The most usual use of comma is probably in loop control, when you want to change two variables at once, or store some value before performing loop test, or loop iteration.
For example a reverse function can be written as below, thanks to comma operator:
void reverse(int * d, int len){
int i, j;
for (i = 0, j = len - 1 ; i < j ; i++, j--){
SWAP(d[i], d[j]);
}
}
Another legitimate (not obfuscated, really) use of coma operator I have in mind is a DEBUG macro I found in some project defined as:
#ifdef defined(DEBUGMODE)
#define DEBUG(x) printf x
#else
#define DEBUG(x) x
#endif
You use it like:
DEBUG(("my debug message with some value=%d\n", d));
If DEBUGMODE is on then you'll get a printf, if not the wrapper function will not be called but the expression between parenthesis is still valid C. The point is that any side effect of printing code will apply both in release code and debug code, like those introduced by:
DEBUG(("my debug message with some value=%d\n", d++));
With the above macro d will always be incremented regardless of debug or release mode.
There is probably some other rare cases where comma and assignment values are useful and code is easier to write when you use them.
I agree that assignment operator is a great source of errors because it can easily be confused with == in a conditional.
I agree that as comma is also used with a different meaning in other contexts (function calls, initialisation lists, declaration lists) it was not a very good choice for an operator. But basically it's not worse than using < and > for template parameters in C++ and it exists in C from much older days.
Its strictly coding style and won't make any difference in your program. Especially since any decent C++ compiler will optimize it to
int a=1;
int b=3;
int c=9;
The math won't even be performed during assignment at runtime. (and some of the variables may even be eliminated entirely).
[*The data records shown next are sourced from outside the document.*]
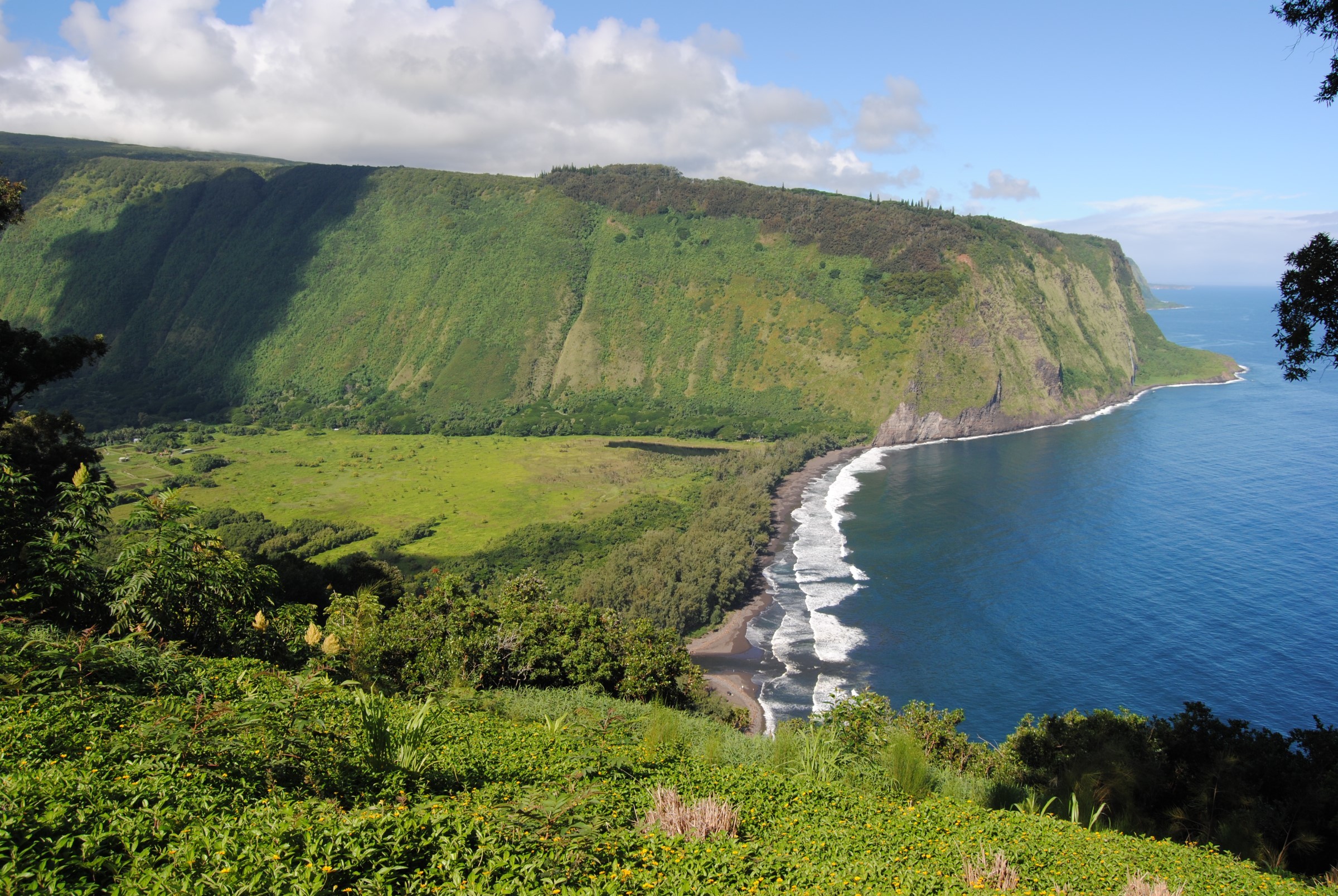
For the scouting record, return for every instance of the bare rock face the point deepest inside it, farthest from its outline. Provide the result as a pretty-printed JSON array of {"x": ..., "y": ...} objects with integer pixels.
[{"x": 906, "y": 427}]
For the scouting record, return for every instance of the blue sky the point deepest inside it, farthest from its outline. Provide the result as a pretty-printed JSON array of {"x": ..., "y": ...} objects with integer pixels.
[{"x": 1186, "y": 130}]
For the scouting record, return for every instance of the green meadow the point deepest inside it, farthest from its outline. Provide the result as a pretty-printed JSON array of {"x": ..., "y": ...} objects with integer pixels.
[{"x": 472, "y": 490}]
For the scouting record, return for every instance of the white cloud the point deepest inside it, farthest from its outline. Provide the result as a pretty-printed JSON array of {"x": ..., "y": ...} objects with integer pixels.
[
  {"x": 885, "y": 119},
  {"x": 478, "y": 86},
  {"x": 1004, "y": 186},
  {"x": 10, "y": 52},
  {"x": 1187, "y": 241}
]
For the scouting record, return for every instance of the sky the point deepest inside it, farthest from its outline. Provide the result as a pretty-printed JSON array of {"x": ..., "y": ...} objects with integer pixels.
[{"x": 1186, "y": 130}]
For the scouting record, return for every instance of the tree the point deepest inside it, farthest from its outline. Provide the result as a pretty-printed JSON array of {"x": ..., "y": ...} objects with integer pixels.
[
  {"x": 1310, "y": 285},
  {"x": 65, "y": 578},
  {"x": 11, "y": 205},
  {"x": 47, "y": 447},
  {"x": 1309, "y": 303},
  {"x": 28, "y": 361},
  {"x": 178, "y": 582},
  {"x": 1316, "y": 18}
]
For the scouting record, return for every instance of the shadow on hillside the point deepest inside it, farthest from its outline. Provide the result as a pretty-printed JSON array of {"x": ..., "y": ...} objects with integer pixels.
[
  {"x": 188, "y": 283},
  {"x": 661, "y": 448}
]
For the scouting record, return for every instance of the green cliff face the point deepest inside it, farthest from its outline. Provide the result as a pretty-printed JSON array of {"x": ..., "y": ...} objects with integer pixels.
[{"x": 410, "y": 299}]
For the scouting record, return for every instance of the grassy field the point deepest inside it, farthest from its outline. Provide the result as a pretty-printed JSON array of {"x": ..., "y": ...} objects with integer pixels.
[{"x": 476, "y": 488}]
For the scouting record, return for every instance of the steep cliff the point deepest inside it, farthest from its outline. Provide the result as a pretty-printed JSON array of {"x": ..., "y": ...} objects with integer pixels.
[{"x": 617, "y": 299}]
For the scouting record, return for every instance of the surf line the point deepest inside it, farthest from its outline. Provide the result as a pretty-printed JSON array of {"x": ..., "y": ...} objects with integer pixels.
[{"x": 808, "y": 640}]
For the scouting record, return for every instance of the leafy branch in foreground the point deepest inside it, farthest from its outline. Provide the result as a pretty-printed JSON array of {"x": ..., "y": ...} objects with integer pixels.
[
  {"x": 1309, "y": 303},
  {"x": 1316, "y": 18},
  {"x": 178, "y": 581}
]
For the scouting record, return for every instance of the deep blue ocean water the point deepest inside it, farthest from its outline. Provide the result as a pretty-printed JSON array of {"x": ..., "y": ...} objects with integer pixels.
[{"x": 1183, "y": 548}]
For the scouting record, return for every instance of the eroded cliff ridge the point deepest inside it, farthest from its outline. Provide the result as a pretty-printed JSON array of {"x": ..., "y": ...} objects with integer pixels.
[{"x": 623, "y": 299}]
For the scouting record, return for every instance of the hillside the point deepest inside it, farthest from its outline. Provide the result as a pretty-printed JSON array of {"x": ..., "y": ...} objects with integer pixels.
[{"x": 627, "y": 299}]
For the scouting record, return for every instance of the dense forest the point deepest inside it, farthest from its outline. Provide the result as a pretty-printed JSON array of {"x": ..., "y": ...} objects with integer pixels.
[
  {"x": 619, "y": 300},
  {"x": 193, "y": 700}
]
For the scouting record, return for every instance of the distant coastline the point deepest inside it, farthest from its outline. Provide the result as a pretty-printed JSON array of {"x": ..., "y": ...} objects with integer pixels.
[{"x": 728, "y": 658}]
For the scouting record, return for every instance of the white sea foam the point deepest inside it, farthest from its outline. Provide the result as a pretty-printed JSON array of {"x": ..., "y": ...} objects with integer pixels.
[
  {"x": 826, "y": 690},
  {"x": 807, "y": 633},
  {"x": 821, "y": 568}
]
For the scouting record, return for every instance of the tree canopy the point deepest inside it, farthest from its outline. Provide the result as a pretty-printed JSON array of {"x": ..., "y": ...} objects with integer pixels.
[
  {"x": 1309, "y": 303},
  {"x": 30, "y": 360},
  {"x": 1310, "y": 287},
  {"x": 1316, "y": 18}
]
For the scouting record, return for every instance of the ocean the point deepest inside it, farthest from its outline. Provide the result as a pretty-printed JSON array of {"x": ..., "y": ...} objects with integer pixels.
[{"x": 1181, "y": 548}]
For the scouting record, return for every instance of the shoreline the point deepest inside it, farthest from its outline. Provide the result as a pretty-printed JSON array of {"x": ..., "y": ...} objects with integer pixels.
[
  {"x": 727, "y": 650},
  {"x": 728, "y": 645}
]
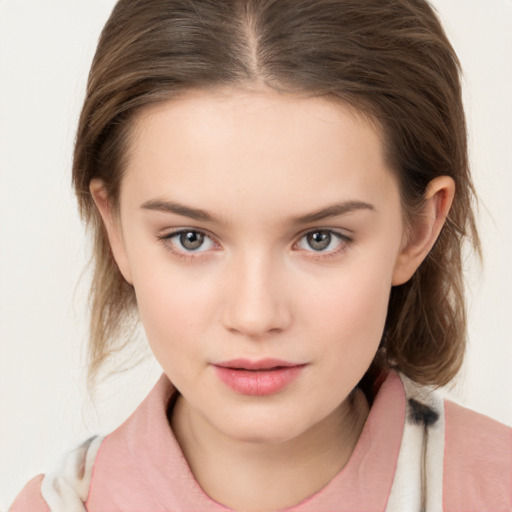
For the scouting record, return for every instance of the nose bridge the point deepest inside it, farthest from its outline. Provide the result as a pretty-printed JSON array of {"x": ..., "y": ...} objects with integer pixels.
[{"x": 256, "y": 303}]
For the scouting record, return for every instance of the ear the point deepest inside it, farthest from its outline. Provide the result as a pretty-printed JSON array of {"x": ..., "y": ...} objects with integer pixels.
[
  {"x": 425, "y": 229},
  {"x": 112, "y": 225}
]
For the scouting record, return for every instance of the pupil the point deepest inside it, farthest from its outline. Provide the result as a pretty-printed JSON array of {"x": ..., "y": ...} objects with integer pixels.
[
  {"x": 319, "y": 240},
  {"x": 191, "y": 240}
]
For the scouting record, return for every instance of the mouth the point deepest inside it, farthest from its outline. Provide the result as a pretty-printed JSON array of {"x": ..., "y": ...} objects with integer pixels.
[{"x": 258, "y": 378}]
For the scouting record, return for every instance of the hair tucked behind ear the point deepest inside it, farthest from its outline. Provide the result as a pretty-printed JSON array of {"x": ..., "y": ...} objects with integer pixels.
[{"x": 388, "y": 58}]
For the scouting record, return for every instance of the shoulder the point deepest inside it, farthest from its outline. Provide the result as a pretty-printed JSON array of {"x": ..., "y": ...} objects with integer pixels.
[
  {"x": 477, "y": 461},
  {"x": 30, "y": 498}
]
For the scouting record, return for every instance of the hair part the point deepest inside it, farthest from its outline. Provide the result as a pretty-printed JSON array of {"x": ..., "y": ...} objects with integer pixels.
[{"x": 389, "y": 59}]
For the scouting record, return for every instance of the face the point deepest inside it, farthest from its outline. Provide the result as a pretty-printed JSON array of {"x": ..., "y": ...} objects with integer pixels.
[{"x": 262, "y": 234}]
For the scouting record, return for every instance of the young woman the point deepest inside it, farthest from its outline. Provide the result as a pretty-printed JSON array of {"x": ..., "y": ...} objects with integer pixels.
[{"x": 279, "y": 190}]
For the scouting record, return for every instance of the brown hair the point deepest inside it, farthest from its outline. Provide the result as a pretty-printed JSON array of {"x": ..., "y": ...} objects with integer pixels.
[{"x": 388, "y": 58}]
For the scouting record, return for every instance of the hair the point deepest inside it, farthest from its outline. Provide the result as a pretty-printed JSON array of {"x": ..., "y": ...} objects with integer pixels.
[{"x": 390, "y": 59}]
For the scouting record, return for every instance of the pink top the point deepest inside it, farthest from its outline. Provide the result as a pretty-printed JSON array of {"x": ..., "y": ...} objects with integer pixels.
[{"x": 140, "y": 465}]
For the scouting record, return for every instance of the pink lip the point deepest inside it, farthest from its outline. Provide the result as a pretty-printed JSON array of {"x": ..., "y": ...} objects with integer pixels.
[{"x": 257, "y": 378}]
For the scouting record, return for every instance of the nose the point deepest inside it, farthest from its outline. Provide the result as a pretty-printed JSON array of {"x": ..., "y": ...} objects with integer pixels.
[{"x": 257, "y": 302}]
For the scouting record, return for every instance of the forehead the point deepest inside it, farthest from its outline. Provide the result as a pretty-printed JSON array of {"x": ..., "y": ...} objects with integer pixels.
[{"x": 256, "y": 144}]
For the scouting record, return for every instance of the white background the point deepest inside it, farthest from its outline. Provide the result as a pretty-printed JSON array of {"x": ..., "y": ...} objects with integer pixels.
[{"x": 45, "y": 50}]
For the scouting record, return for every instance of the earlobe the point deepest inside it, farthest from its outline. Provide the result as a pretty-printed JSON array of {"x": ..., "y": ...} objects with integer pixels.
[
  {"x": 425, "y": 229},
  {"x": 112, "y": 227}
]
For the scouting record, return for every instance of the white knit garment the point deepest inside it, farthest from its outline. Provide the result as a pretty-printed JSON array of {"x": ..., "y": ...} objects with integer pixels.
[{"x": 417, "y": 484}]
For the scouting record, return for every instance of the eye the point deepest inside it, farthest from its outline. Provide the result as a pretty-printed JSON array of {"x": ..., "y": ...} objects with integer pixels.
[
  {"x": 189, "y": 241},
  {"x": 322, "y": 240}
]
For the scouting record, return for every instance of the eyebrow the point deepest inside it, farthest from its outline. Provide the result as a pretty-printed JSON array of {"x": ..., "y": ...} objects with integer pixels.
[{"x": 333, "y": 210}]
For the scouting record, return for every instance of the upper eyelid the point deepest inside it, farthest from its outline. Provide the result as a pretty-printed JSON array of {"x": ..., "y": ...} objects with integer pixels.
[{"x": 341, "y": 233}]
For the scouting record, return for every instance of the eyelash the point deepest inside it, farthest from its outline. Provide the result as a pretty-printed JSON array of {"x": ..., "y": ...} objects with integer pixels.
[{"x": 344, "y": 242}]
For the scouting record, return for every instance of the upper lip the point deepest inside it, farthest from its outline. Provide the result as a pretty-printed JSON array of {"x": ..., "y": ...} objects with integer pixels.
[{"x": 261, "y": 364}]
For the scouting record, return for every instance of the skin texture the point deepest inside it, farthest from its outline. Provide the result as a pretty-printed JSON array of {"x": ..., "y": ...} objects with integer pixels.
[{"x": 256, "y": 287}]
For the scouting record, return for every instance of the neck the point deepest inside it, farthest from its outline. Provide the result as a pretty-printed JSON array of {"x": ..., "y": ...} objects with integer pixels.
[{"x": 256, "y": 477}]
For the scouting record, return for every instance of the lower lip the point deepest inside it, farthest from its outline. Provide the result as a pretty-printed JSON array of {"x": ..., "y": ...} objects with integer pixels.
[{"x": 258, "y": 382}]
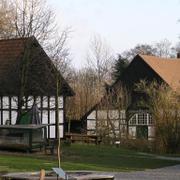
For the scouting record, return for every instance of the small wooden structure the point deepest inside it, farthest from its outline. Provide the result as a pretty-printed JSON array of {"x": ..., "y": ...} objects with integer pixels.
[
  {"x": 134, "y": 120},
  {"x": 72, "y": 137},
  {"x": 39, "y": 86},
  {"x": 23, "y": 137}
]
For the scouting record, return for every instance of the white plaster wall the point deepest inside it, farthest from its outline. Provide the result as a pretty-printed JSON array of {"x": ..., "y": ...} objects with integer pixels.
[
  {"x": 115, "y": 123},
  {"x": 132, "y": 131},
  {"x": 92, "y": 115},
  {"x": 102, "y": 114},
  {"x": 13, "y": 117},
  {"x": 91, "y": 124},
  {"x": 45, "y": 117},
  {"x": 113, "y": 114},
  {"x": 61, "y": 116},
  {"x": 5, "y": 116},
  {"x": 151, "y": 131},
  {"x": 14, "y": 102},
  {"x": 5, "y": 102}
]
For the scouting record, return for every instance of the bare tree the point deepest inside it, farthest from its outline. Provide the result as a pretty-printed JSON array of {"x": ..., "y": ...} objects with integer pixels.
[
  {"x": 35, "y": 18},
  {"x": 85, "y": 84},
  {"x": 143, "y": 49},
  {"x": 100, "y": 57},
  {"x": 164, "y": 48}
]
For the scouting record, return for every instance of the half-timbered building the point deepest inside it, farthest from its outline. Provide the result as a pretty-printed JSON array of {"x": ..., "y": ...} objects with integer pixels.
[
  {"x": 135, "y": 118},
  {"x": 24, "y": 66}
]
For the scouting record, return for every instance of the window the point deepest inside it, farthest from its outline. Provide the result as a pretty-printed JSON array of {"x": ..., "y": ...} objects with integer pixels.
[
  {"x": 150, "y": 119},
  {"x": 133, "y": 120},
  {"x": 142, "y": 118}
]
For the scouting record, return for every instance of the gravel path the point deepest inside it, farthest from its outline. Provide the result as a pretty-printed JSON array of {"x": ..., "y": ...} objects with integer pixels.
[{"x": 167, "y": 173}]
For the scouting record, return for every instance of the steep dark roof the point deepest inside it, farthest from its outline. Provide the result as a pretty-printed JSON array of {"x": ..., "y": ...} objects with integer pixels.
[
  {"x": 167, "y": 68},
  {"x": 40, "y": 78}
]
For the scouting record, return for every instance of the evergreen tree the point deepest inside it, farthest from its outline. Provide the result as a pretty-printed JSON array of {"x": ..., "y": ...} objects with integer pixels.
[{"x": 119, "y": 67}]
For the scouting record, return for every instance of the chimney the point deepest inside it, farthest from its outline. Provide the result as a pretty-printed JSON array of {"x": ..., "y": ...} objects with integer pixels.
[{"x": 178, "y": 55}]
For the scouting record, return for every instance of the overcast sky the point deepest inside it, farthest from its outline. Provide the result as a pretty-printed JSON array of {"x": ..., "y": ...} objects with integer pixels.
[{"x": 123, "y": 23}]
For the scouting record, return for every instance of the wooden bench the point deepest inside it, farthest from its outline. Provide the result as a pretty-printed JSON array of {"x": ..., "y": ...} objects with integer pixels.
[{"x": 82, "y": 138}]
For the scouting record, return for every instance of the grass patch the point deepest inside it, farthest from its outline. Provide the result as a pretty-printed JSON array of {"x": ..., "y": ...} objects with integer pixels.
[{"x": 85, "y": 157}]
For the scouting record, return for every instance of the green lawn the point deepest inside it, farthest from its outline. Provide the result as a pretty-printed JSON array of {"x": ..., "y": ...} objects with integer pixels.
[{"x": 84, "y": 157}]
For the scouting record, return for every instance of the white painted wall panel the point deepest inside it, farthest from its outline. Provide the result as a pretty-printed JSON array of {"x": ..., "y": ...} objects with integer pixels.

As to choice of coding style, I prefer the second example. Most of the time, less nesting is better, and you won't need the extra parenthesis. Since the use of commas exhibited will be known to virtually all C++ programmers, you have some choice of style. Otherwise, I would say put each assignment on its own line.
Is this a choice of coding style, or does it have a real benefit? (I am looking for a practicle use case)
It's both a choice of coding style and it has a real benefit.
It's clearly a different coding style as compared to your equivalent example.
The benefit is that I already know I would never want to employ the person who wrote it, not as a programmer anyway.
A use case: Bob comes to me with a piece of code containing that line. I have him transferred to marketing.
You have found a hideous abuse of the comma operator written by a programmer who probably wishes that C++ had multiple assignment. It doesn't. I'm reminded of the old saw that you can write FORTRAN in any language. Evidently you can try to write Dijkstra's language of guarded commands in C++.
To answer your question, it is purely a matter of (bad) style, and the compiler doesn't careāthe compiler will generate exactly the same code as from something a C++ programmer would consider sane and sensible.
You can see this for yourself if you make two little example functions and compile both with the -S option.